Out of curiosity and wanting to learn more about floating point, I ran the following C code:
#include <stdio.h>
int main() {
float a = 1.0 + ((float) (1 << 22));
float b = 1.0 + ((float) (1 << 23));
float c = 1.0 + ((float) (1 << 24));
printf("a = %.6f\n", a);
printf("b = %.6f\n", b);
printf("c = %.6f", c);
}
The results were:
a = 4194305.000000
b = 8388609.000000
c = 16777216.000000
I'm confused on why I got these results. Can anyone explain why the bit layout of a, b, and c causes each value to be what it is? I'm new to bit shifting and floats and a clear explanation would be greatly appreciated. Thank you.
(1 << 22)
is an integer value equal to
2^22 = 4194304
then you convert it to float by doing (float) (1 << 22)
which gives you the same value
4194304.0
and then you add 1.0 to get the result 4194305.0
The same applies to the other cases.
So this is not about "layout of floats" - it's rather about layout of integers and conversion from integer to float.

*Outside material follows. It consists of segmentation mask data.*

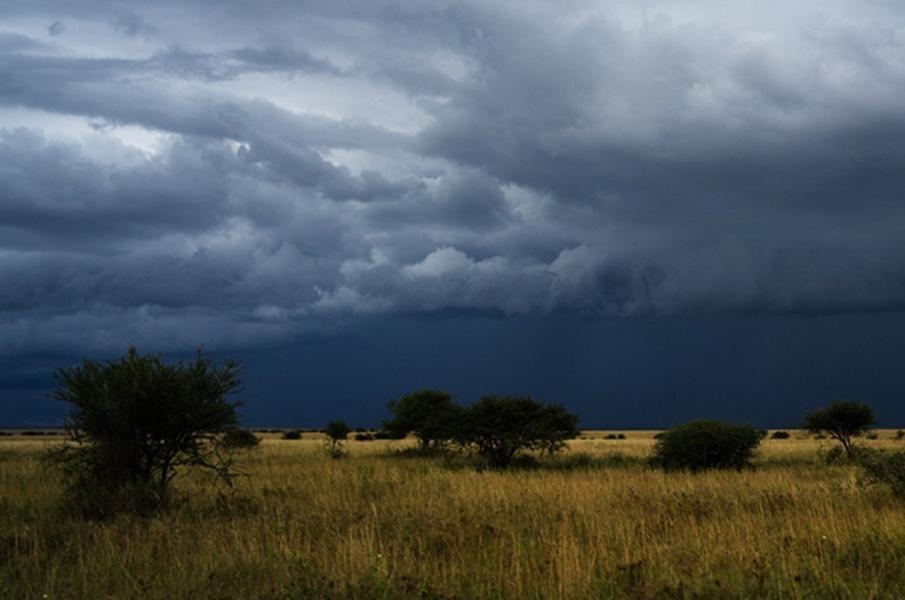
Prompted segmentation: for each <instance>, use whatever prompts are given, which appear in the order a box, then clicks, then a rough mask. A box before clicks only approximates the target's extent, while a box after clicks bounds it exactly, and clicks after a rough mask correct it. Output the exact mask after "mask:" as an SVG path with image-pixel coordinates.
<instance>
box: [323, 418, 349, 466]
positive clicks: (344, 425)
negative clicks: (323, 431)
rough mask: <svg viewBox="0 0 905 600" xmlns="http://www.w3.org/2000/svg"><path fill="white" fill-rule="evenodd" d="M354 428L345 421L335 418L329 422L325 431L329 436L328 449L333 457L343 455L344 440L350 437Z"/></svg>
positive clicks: (328, 437) (324, 432)
mask: <svg viewBox="0 0 905 600" xmlns="http://www.w3.org/2000/svg"><path fill="white" fill-rule="evenodd" d="M351 432H352V428H351V427H349V426H348V425H347V424H346V422H345V421H339V420H334V421H330V422H329V423H327V427H326V428H325V429H324V433H325V434H326V436H327V450H328V451H329V453H330V456H331V458H339V457H341V456H342V455H343V449H342V442H343V440H345V439H346V438H348V437H349V434H350V433H351Z"/></svg>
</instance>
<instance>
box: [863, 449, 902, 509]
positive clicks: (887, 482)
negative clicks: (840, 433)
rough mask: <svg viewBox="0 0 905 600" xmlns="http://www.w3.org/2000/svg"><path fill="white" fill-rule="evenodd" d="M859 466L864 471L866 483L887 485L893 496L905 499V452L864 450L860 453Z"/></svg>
mask: <svg viewBox="0 0 905 600" xmlns="http://www.w3.org/2000/svg"><path fill="white" fill-rule="evenodd" d="M858 464H859V465H860V466H861V468H862V469H863V471H864V481H865V483H879V484H884V485H887V486H889V488H890V489H891V490H892V493H893V494H895V495H896V496H898V497H899V498H905V451H901V450H899V451H896V452H881V451H878V450H866V449H862V450H860V451H859V452H858Z"/></svg>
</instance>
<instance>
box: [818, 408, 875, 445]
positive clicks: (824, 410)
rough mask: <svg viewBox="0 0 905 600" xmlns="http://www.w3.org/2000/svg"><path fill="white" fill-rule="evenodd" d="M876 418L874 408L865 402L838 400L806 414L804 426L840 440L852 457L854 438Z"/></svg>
mask: <svg viewBox="0 0 905 600" xmlns="http://www.w3.org/2000/svg"><path fill="white" fill-rule="evenodd" d="M876 420H877V419H876V416H875V415H874V411H873V409H872V408H871V407H870V406H868V405H867V404H864V403H863V402H846V401H836V402H833V403H831V404H830V405H829V406H826V407H825V408H821V409H818V410H815V411H812V412H809V413H808V414H806V415H805V417H804V424H803V427H804V428H805V429H808V430H809V431H811V432H813V433H819V434H824V435H829V436H830V437H832V438H834V439H836V440H838V441H839V442H840V443H841V444H842V447H843V448H845V453H846V454H847V455H848V456H849V457H852V456H853V455H854V452H855V445H854V442H853V441H852V438H853V437H855V436H857V435H860V434H862V433H864V432H865V431H867V428H868V427H870V426H871V425H873V424H874V422H876Z"/></svg>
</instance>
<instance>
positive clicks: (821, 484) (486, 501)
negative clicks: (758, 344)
mask: <svg viewBox="0 0 905 600" xmlns="http://www.w3.org/2000/svg"><path fill="white" fill-rule="evenodd" d="M306 437H310V436H306ZM590 437H591V439H584V440H576V441H574V442H572V444H571V446H570V449H569V451H568V452H567V453H566V454H565V455H564V456H563V458H562V459H561V460H559V461H557V462H556V463H555V464H552V465H547V466H546V467H545V468H539V469H533V470H520V471H519V470H516V471H511V472H491V471H478V470H476V469H473V468H467V467H462V466H461V465H456V464H446V463H444V461H442V460H429V459H420V458H402V457H393V456H388V455H387V453H391V452H392V451H393V450H394V449H397V448H399V447H400V445H401V444H404V442H362V443H357V442H350V443H349V449H350V454H351V457H350V458H347V459H344V460H338V461H336V460H330V459H329V458H327V457H326V456H325V454H324V452H323V448H322V443H321V441H320V440H316V439H306V440H302V441H279V440H276V439H268V440H265V442H264V443H263V444H262V447H261V448H259V449H258V450H255V451H251V452H249V453H247V454H246V455H245V456H244V457H243V458H242V459H241V466H242V469H243V471H244V472H245V473H246V476H244V477H241V478H240V479H239V480H238V481H237V482H236V484H235V486H234V487H233V488H232V489H225V488H223V487H220V486H218V485H216V484H214V483H212V482H211V481H210V480H208V479H206V478H205V477H202V476H199V475H192V476H189V477H186V478H183V479H181V480H177V482H178V483H177V491H178V495H179V497H180V498H181V501H180V503H179V504H178V505H177V506H176V507H174V508H173V509H172V510H171V511H169V512H167V513H165V514H163V515H160V516H158V517H155V518H151V519H138V518H130V517H120V518H117V519H115V520H113V521H109V522H104V523H93V522H86V521H82V520H79V519H74V518H70V517H66V516H64V515H62V514H60V512H59V511H58V510H57V506H58V503H59V498H60V481H59V480H58V478H57V476H56V475H55V474H54V473H53V472H50V471H48V470H47V469H46V468H45V467H44V465H43V464H42V463H41V461H40V450H41V448H42V446H45V445H48V444H51V443H55V442H52V441H46V440H30V441H21V440H15V438H4V439H3V440H2V441H0V598H44V597H47V598H167V599H169V598H388V599H389V598H393V599H394V598H632V599H635V598H902V597H905V505H903V503H902V502H901V501H899V500H897V499H895V498H894V497H892V495H891V494H890V493H889V492H888V491H887V490H884V489H882V488H874V487H872V488H864V487H863V486H860V485H859V484H858V475H857V472H856V470H854V469H853V468H852V467H849V466H845V465H826V464H824V463H823V462H821V461H820V459H819V455H818V453H819V451H820V450H821V449H822V448H823V449H825V448H828V447H830V443H829V442H817V441H814V440H811V439H791V440H783V441H779V440H776V441H773V440H767V441H765V442H764V444H763V446H762V451H761V454H760V456H759V458H758V461H757V463H758V468H757V469H755V470H753V471H745V472H741V473H736V472H709V473H703V474H697V475H692V474H685V473H669V474H665V473H661V472H658V471H653V470H649V469H647V468H646V467H645V466H644V465H643V463H642V462H641V461H640V460H632V457H635V459H640V458H641V457H643V456H645V455H646V454H647V453H648V452H649V450H650V448H651V445H652V443H653V440H652V433H650V432H641V433H636V432H632V433H629V435H628V439H626V440H619V441H604V440H602V439H600V437H601V435H600V434H597V433H595V434H593V435H591V436H590ZM881 437H883V438H889V437H890V434H889V433H888V432H885V433H882V434H881ZM11 440H15V441H11ZM865 443H867V444H870V445H874V446H880V447H882V446H888V447H903V448H905V443H901V442H899V443H897V442H893V441H890V440H888V439H882V440H878V441H871V442H865ZM616 453H618V454H619V455H621V456H623V457H628V458H623V459H614V458H613V456H614V455H615V454H616ZM580 454H586V455H587V457H585V458H584V459H582V460H576V459H575V457H576V456H578V455H580Z"/></svg>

However, the last case where you use 1 << 24
is a bit interesting (and relates to float format).
(1 << 24) is 16777216
and can be converted to the same float value, i.e.
16777216.0
But when you do
1.0 + 16777216.0
you still get
16777216.0
The reason is the limited precision of floats (i.e. not all numbers can be presented in the float format). The value 16777217.0 can't be presented in the float format so adding 1.0 to 16777216.0 still gives you 16777216.0
BTW: There are several rounding modes (see e.g. https://en.wikipedia.org/wiki/Floating-point_arithmetic#Rounding_modes) so when an exact result can't be presented in the float format, you need to know your systems rounding mode to figure out which value will be used instead of the exact result.